China's policies are a mixed bag; but they are certainly not building _everything_ as quickly as possible. And a lot of what they're building is non-CO2-emitting energy production capacity. Its official plan (IIRC) is no increase in emissions after 2030, and full neutrality by 2060 - which is absolutely not building everything nor as quick as possibly. Now, that is not good enough, but US policy (and your approach) seems to be "burn, baby, burn".
> This degrowth stuff is just a way to make poor and working class folks suffer.
Ah, yes, US society and economy these days are all about aleviating poverty and promoting working class interests.

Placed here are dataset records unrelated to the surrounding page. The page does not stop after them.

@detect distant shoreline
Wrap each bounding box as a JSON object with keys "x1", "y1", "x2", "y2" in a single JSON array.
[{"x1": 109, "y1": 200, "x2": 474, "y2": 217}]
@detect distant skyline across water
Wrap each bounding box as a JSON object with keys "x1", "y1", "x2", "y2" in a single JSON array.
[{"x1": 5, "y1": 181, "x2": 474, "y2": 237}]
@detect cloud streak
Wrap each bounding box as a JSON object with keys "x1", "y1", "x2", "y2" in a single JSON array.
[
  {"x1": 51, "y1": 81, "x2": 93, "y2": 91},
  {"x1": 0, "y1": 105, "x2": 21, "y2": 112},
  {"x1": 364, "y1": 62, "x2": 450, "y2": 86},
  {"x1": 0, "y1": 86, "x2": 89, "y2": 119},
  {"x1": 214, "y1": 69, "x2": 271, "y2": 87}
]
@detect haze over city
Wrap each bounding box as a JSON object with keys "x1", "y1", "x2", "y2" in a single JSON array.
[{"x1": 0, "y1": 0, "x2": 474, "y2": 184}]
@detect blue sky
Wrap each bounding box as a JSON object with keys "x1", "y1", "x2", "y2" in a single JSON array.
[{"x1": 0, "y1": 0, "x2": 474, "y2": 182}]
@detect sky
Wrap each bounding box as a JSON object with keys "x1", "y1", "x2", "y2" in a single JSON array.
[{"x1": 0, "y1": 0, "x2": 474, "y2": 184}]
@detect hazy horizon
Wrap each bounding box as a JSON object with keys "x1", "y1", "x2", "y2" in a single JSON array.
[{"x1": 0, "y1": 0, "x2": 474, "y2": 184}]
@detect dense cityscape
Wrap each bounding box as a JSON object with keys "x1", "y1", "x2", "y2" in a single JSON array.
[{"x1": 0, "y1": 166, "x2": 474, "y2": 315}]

Why do people even pretend like we haven't signed up for "what's worse than the worse case scenario?" as far as climate goes?
The only way to reduce the already severe impacts of global warming are to keep fossil fuels in the ground. It doesn't matter how much energy is generated by solar so long as we continue to dig up and burn fossil fuels. It's quite clear that we have zero intentions of slowing down or even keeping our fossil fuel consumption steady.
If we had record electricity demand, and anything short of 100% of it was covered by renewables, that means we're burning more fossil fuels then we were before.
We have, pretty unequivocally at this point, signed up for seeing what the end game of civilization looks like rather than realistically exploring or even considering any alternatives.